4.1.1 A model for the comparison of two groups
Suppose that patients are randomly assigned a standard treatment or a new treatment, and let hS(t) and hN(t) be the hazards of death at time t for patients on the standard and new treatment, respectively. Under the assumption of proportional hazards, the hazard at time t for a patient on the new treatment is proportional to the hazard at the same t for a patient on the standard treatment. This can be expressed as
hN(t) = ψhS(t), (4.1)
for any non-negative value of t, where ψ ≥ 0 is a constant.
If ψ < 1, the hazard of death at t is smaller for an individual on the new drug, relative to an individual on the standard treatment. The new treatment is then an improvement on the standard.

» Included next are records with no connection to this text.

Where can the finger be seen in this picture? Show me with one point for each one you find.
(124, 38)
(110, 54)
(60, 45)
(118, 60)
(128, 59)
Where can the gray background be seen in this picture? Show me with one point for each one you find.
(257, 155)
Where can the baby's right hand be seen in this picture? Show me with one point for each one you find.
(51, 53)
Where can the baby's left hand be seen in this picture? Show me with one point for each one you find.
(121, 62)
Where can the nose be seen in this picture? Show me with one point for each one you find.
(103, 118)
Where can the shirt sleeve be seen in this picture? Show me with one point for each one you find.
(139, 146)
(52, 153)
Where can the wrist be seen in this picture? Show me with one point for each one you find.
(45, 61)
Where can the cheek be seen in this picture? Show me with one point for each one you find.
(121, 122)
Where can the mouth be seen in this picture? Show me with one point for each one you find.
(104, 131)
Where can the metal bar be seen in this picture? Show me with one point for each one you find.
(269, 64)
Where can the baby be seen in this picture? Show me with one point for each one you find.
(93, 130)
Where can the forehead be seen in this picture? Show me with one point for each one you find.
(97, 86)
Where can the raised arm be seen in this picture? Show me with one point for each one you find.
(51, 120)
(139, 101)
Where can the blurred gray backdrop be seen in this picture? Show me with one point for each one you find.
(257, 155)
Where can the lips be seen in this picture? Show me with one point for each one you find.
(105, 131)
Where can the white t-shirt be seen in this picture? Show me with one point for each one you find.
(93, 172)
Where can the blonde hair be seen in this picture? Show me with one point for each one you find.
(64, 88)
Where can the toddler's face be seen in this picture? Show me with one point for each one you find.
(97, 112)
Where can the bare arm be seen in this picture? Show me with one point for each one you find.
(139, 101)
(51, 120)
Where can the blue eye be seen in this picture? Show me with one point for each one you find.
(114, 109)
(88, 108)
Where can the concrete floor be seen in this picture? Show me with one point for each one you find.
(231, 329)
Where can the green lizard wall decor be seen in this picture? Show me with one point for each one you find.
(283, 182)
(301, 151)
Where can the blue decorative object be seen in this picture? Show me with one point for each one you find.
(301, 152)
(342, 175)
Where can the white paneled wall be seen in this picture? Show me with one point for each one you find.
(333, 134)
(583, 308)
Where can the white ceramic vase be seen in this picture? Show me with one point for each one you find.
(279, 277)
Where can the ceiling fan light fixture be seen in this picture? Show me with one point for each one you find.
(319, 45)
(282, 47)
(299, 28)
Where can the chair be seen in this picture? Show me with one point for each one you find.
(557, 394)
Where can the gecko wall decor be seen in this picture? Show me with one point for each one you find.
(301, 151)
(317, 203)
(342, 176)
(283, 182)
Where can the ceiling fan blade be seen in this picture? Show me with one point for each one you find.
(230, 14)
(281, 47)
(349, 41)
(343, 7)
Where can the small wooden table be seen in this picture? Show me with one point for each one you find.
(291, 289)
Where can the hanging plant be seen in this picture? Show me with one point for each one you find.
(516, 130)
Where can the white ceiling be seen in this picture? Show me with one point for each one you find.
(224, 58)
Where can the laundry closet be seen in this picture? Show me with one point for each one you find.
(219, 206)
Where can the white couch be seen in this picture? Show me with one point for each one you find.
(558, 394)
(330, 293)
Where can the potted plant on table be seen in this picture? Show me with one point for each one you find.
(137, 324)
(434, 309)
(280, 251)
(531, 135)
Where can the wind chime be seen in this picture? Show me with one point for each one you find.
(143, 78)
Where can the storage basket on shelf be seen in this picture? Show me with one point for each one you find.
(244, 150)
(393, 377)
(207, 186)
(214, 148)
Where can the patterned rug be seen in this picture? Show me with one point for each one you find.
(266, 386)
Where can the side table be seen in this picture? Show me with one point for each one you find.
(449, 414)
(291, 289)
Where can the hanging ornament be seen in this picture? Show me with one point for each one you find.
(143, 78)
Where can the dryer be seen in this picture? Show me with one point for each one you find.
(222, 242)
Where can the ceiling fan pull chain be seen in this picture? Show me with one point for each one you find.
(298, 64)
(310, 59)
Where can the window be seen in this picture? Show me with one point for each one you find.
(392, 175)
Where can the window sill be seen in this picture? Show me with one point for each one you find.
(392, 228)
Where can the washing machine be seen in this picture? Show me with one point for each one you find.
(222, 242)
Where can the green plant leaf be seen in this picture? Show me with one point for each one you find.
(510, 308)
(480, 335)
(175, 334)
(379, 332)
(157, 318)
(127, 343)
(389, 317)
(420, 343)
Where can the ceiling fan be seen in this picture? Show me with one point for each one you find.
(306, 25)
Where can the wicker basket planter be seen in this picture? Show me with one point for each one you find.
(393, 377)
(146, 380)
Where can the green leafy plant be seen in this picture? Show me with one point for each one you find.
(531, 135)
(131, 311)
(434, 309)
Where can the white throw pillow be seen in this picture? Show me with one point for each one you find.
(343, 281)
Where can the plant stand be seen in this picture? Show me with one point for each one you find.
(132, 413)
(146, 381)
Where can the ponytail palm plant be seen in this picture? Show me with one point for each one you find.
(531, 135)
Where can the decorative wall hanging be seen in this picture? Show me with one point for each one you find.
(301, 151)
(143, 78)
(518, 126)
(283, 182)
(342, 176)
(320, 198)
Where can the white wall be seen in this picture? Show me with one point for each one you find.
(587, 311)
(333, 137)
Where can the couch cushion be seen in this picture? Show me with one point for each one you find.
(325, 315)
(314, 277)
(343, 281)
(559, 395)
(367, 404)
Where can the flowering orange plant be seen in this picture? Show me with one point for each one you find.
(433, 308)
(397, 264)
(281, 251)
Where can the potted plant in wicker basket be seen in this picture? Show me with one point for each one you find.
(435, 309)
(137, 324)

Equation (4.1) can be expressed differently. Suppose that survival data are available on n individuals and denote the hazard function for individual i as hi(t) for i = 1, . . . , n. Also, let h0(t) denote the hazard function for an individual on the standard treatment. Then the hazard function for an individual on the new treatment is as before, ψh0(t). As ψ can’t be negative, set ψ = exp(β).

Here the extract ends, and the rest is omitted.